Purpose infuses energy in you to work. And it creates a kind of energetic loop. Start, and it keeps you going. If you don’t have a lot of motivational energy, having a purpose can help. Or if you feel quite low, purpose can enable you to get stuff done, because you have a clear idea of why you’re doing it.
What can employers do to cultivate a sense of purpose?
AV: Businesses need to recognise that whatever they feel their purpose is, every individual has their own reasons for why they’re there. One mistake employers often make is they want everyone to rally around the businesses purpose, instead of aligning with each individual’s purposes and seeing how that serves the business.
Being clear about how individual purposes might be different, and yet still contribute to the broader purpose of the business is important because it helps employees find their own energy in it. Otherwise, there may be a clash.
Think about it like a ship: it’s heading to a certain destination, you might not be desperately interested in where exactly you’re going, but you’re really keen to be a good rower or engineer or the best navigator you can be. Your rationale and contributions might look very different from the person stood next to you, but you’re just as important and valuable as one another.
How do I find my purpose?
TF: There’s a Japanese concept – Ikigai – that can help with this. Your purpose in life can be found at the centre of this diagram, at the intersection of four things:
- What you love
- What you’re good at
- What the world needs
- What you can be paid for
AV: There’s a temptation to think you need to have all of these elements in place to have any purpose. So the minute you miss one element, you’re off track. Everyone wants their job to be that perfect combination of what they love, what they can get paid for, and what the world needs. But, well, that’s not necessarily realistic. If you’re constantly measuring your current role against a perfect ideal, you might feel more dissatisfied than you deserve to. Sometimes, it’s enough just to have a few of those needs met.
Purpose also doesn’t always mean lofty goals, ambitious mission statements, or some kind of profound global impact. Maybe the most meaningful action you could take in your day is to bake a cake. Maybe putting dinner on the table every night is the only real purpose you need or that matters to you.

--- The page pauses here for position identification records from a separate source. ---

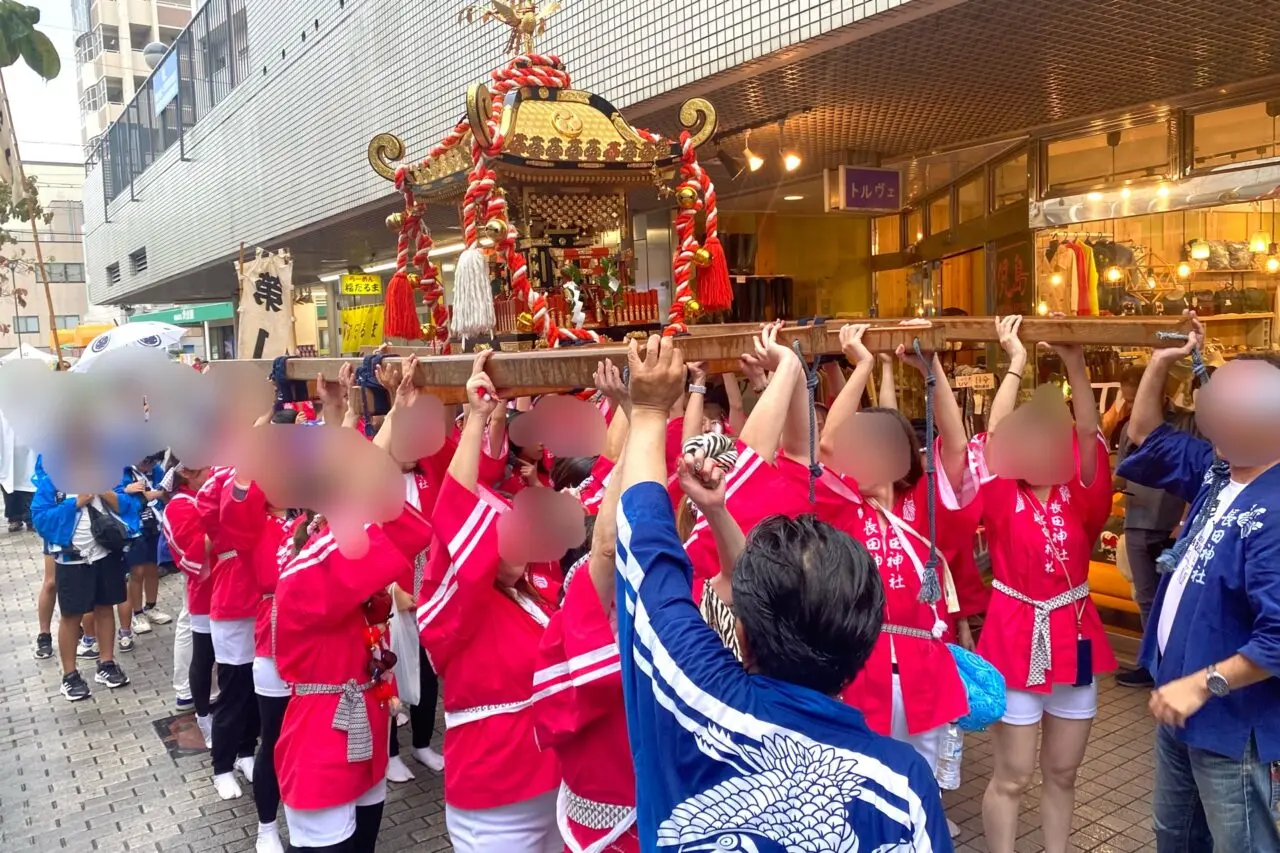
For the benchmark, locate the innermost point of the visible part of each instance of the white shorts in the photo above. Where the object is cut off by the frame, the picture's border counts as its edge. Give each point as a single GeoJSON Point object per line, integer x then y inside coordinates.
{"type": "Point", "coordinates": [927, 743]}
{"type": "Point", "coordinates": [266, 679]}
{"type": "Point", "coordinates": [1066, 702]}
{"type": "Point", "coordinates": [329, 826]}
{"type": "Point", "coordinates": [520, 828]}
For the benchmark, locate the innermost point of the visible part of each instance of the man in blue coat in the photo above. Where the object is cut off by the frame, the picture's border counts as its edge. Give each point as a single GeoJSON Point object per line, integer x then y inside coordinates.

What’s the meaning of life?
AV: The question of purpose is linked to: “why am I on this planet?” We often don’t stop to answer it and we don’t necessarily need to. At some level, it’s an opening question that provokes a lot of subsequent questions around why we do the things we do.
As an example, if someone comes to the coaching room in a typical mid-life transition – kids have left home, they’ve already achieved a lot of their life purpose by being a parent, career’s gone well, they’ve made money and have a house, a stable family life, one or two holidays a year – they often get to a point of saying “I don’t really know why I’m here anymore.”
And that usually opens up bigger questions: “What am I contributing to the world? What am I leaving behind?” We don’t really ask those questions in our twenties. Well, maybe millennials do.
A good question you can ask yourself to get clear on your purpose and give life meaning is:
“When things get tough, what keeps me going?”
Purpose supports us with energy to get through difficulty. And difficulty is an inevitable fact of life. When work is tough, if we connect it to a purpose we can push through. Because we have a clear sense of where we’re going. And hopefully, that place is somewhere better. Making the world better, becoming better ourselves – whatever ‘better’ means for us in that context.
I think there’s a bit of stigma if you haven’t worked out the secret to life just yet or you’re not aligned with some noble, lofty purpose. We kind of shame ourselves for being normal and happy and in our own lane. If it gets you going, if it gives you a sense of energy, if you feel a sense of accomplishment, you’ve probably already got a pretty good purpose.